Grab yourself the book, Traitors Among Us, give it a read, and make your decision. It's Cold War era, but the concepts, and the importance, still apply.


----------



## Kraut783 (Jan 25, 2020)

Also, google FM 2.22.2, or click on the below link, it's a 2009 version, but gives you some idea of what CI is and such. The current FM for CI is S//NF.

(U//FOUO) U.S. Army FM 2-22.2 Counterintelligence | Public Intelligence

Good luck on whatever you decide!


----------



## Dead Fett (Feb 10, 2020)

Update:

Just took my DLAB this morning and scored a 105. Not sure what it means or if I scored well enough to be competitive.


----------



## GOTWA (Feb 10, 2020)

Dead Fett said:


> Update:
> 
> Just took my DLAB this morning and scored a 105. Not sure what it means or if I scored well enough to be competitive.



You're solid. This should be current, but either way, 95 was the minimum last I checked. 

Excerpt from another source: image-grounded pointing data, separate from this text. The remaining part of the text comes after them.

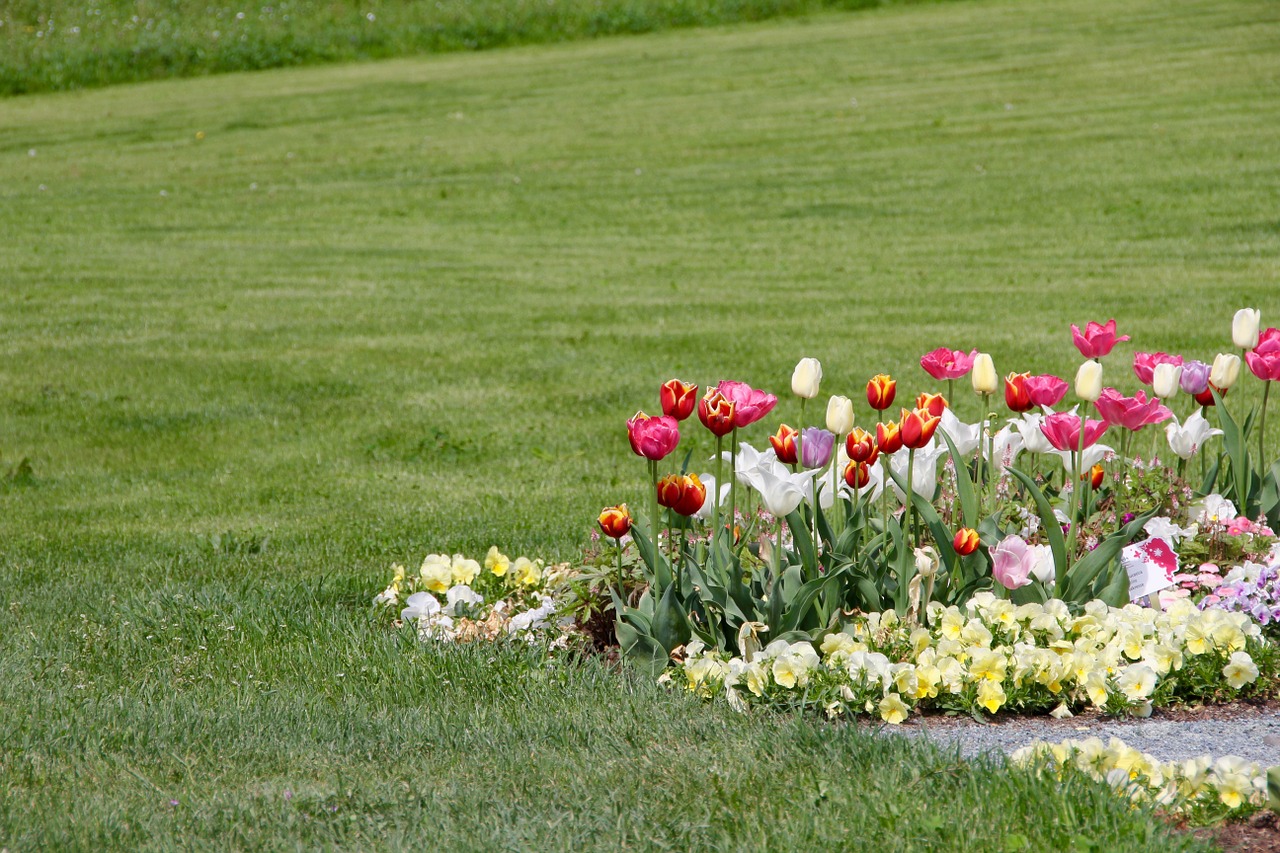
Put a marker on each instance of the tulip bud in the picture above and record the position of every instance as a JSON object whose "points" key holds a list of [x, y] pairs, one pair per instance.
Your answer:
{"points": [[677, 398], [840, 415], [1088, 381], [881, 391], [983, 375], [965, 542], [1225, 372], [1165, 379], [616, 521], [785, 445], [1244, 328], [805, 378]]}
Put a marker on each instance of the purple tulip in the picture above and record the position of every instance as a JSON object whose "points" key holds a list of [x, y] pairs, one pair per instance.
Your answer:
{"points": [[1194, 377], [816, 446]]}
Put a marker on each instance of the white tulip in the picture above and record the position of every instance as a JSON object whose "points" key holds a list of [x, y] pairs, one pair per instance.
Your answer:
{"points": [[1244, 328], [807, 378], [840, 415]]}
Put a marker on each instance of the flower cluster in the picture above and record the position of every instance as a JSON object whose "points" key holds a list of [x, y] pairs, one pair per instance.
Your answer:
{"points": [[503, 597], [1197, 787], [992, 655]]}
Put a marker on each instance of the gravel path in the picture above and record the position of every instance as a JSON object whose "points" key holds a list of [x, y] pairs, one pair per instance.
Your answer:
{"points": [[1249, 733]]}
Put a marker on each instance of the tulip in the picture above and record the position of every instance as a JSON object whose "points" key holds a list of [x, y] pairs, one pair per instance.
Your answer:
{"points": [[932, 404], [1165, 379], [860, 447], [653, 437], [1144, 364], [677, 398], [983, 377], [1225, 370], [1088, 381], [1130, 413], [691, 497], [880, 391], [888, 438], [1187, 438], [1095, 475], [1045, 389], [717, 413], [1011, 562], [1063, 430], [1244, 328], [1097, 340], [1265, 357], [1015, 392], [615, 521], [816, 446], [750, 404], [1194, 378], [947, 364], [785, 445], [805, 378], [917, 428], [840, 415], [965, 542]]}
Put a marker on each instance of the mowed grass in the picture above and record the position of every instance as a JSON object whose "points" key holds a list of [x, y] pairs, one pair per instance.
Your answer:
{"points": [[387, 309]]}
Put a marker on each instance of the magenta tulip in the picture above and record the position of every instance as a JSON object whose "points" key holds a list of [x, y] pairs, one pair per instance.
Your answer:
{"points": [[947, 364], [1144, 364], [1063, 430], [752, 404], [1130, 413], [653, 437], [1097, 340]]}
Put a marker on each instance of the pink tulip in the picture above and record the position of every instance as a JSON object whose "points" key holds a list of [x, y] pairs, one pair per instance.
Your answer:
{"points": [[1144, 364], [947, 364], [1097, 340], [1063, 430], [1130, 413], [1265, 357], [752, 404], [1011, 562], [653, 437], [1045, 389]]}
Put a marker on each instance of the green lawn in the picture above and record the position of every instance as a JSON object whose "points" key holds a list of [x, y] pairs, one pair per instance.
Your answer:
{"points": [[385, 309]]}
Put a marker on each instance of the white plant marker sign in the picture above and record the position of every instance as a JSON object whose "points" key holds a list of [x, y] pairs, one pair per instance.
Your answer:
{"points": [[1151, 566]]}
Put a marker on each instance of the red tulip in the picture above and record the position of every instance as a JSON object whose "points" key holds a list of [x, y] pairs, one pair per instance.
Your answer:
{"points": [[717, 413], [677, 398], [616, 521], [917, 428], [785, 445], [653, 437], [932, 404], [750, 404], [881, 391], [858, 474], [1063, 430], [1015, 392], [862, 447], [1097, 340], [1264, 360], [1144, 364], [1045, 389], [888, 437], [965, 542], [947, 364]]}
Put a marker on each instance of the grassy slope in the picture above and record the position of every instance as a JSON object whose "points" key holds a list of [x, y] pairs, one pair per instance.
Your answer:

Category I language: 95 or higher (French, Italian, Portuguese, and Spanish)
Category II language: 100 or higher (German, Indonesian)
Category III language: 105 or higher (Hebrew, Hindi, Persian Farsi, Dari, Punjabi, Russian, Serbian/Croatian, Tagalog, Thai, Turkish, Uzbek, and Urdu)
Category IV language: 110 or higher (Modern Standard Arabic, Iraqi Arabic, Chinese, Japanese, Korean, Levantine Arabic and Pashto)


----------



## Dead Fett (Feb 10, 2020)

GOTWA said:


> You're solid. This should be current, but either way, 95 was the minimum last I checked.
> 
> 
> Category I language: 95 or higher (French, Italian, Portuguese, and Spanish)
> ...


Thank you, I’m hoping to figure out if this SFAB Intel job is a real thing or if I should drop my reclass packet. Really wish CI let in SSGs


----------



## Intel Nerd (Mar 13, 2020)

Dead Fett said:


> Thank you, I’m hoping to figure out if this SFAB Intel job is a real thing or if I should drop my reclass packet. Really wish CI let in SSGs



Do you know which SFAB you'd go to? I have several friends (35F) that are in 1st, or on their way to 1st, and one in 2nd. If they're willing to reclass you to 35F, it'll really open a lot of doors for you down the road when you retire, and your combat arms background will be highly valued in several organizations that recruit 35F.


----------



## LimaPanther (May 14, 2020)

Dead Fett - Suggest you do what you can soon. You do know that as an 11B SSG that you may get orders at anytime for Recruiting duty or Drill Sgt. You will be locked in there for 3 years. Recruiting has priority for E-5s and E-6s as they are always short.


----------



## Cracker Jack (May 18, 2020)

Dead Fett said:


> Thank you, I’m hoping to figure out if this SFAB Intel job is a real thing or if I should drop my reclass packet. Really wish CI let in SSGs



Looks like I'm pretty late in this thread, but just as a passing thought I have a friend who was in the exact same boat about this time last year. He was an 11b SSG with 10 years TIS and reclassed to 35F. He made it through the school house in Huachuca (most 35's go there) in the top 5% of the class and got selected to support SOF as an augmentee. He just finished his augmentee time and got picked up by that unit as a perm party. Which would not have been possible if he had not been an e6 (they very seldom have billets for anything lower).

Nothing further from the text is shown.